Joker: a Clojure Linter and Interpreter
In last November’s post, I discussed what was then called
gostd2joker, and have since renamed
gostd, which is a fork of Joker. Joker itself is a small, single-threaded linter and interpreter of a subset of Clojure. My fork seeks to automate creation of wrappers around much (if not all) of the Go standard library, and perhaps other arbitrary packages in the future, so they are accessible (even if via fairly primitive, low-level mechanisms that aren’t idiomatic Clojure) via running Joker code.

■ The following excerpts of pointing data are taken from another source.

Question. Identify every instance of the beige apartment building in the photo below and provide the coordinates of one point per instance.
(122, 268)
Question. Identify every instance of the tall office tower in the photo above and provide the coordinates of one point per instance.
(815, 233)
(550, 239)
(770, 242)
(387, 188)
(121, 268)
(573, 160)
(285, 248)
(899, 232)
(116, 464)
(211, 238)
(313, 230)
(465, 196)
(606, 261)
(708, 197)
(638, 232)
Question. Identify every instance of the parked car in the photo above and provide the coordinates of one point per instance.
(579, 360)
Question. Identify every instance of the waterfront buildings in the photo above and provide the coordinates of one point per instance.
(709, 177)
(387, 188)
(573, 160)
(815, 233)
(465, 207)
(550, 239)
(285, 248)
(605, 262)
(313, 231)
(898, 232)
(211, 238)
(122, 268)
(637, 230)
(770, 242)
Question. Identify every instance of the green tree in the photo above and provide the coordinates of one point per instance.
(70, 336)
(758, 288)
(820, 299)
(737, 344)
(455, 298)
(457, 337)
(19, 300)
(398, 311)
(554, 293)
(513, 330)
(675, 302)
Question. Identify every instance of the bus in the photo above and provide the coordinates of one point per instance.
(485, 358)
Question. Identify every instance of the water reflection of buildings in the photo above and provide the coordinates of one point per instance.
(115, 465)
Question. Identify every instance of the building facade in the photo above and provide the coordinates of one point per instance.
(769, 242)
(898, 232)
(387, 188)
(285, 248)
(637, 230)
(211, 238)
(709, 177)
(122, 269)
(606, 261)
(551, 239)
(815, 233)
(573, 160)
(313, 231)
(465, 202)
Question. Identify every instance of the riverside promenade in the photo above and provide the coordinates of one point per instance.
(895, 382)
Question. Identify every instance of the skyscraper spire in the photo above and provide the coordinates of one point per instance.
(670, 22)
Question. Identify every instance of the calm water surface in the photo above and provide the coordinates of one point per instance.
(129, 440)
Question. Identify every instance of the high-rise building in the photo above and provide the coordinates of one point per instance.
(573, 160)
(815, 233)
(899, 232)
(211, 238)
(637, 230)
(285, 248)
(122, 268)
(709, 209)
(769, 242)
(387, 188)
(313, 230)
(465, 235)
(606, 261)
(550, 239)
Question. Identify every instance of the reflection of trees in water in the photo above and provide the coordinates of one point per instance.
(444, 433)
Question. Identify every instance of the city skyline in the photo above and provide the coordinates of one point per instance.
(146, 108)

Though I put that project aside for several months earlier this year, while pursuing other fields of endeavor, I returned to it a few months ago and have made substantial progress. Compare the namespaces provided by canonical Joker to those provided (though incompletely, in most cases) by my fork.
Besides that work, the canonical version of Joker continues to improve at a reasonable pace, and is increasingly useful as a scripting language.
In a recent podcast, Joker’s author, Roman Bataev, discusses Joker’s history, capabilities, and potential futures, including a brief shout-out to my fork at around the 15:00 mark:
I continue to enjoy working on this (currently unfunded) project, due to its heady mix of Clojure (a well-designed Lisp variant), Go (a well-designed imperative language), and automated code generation.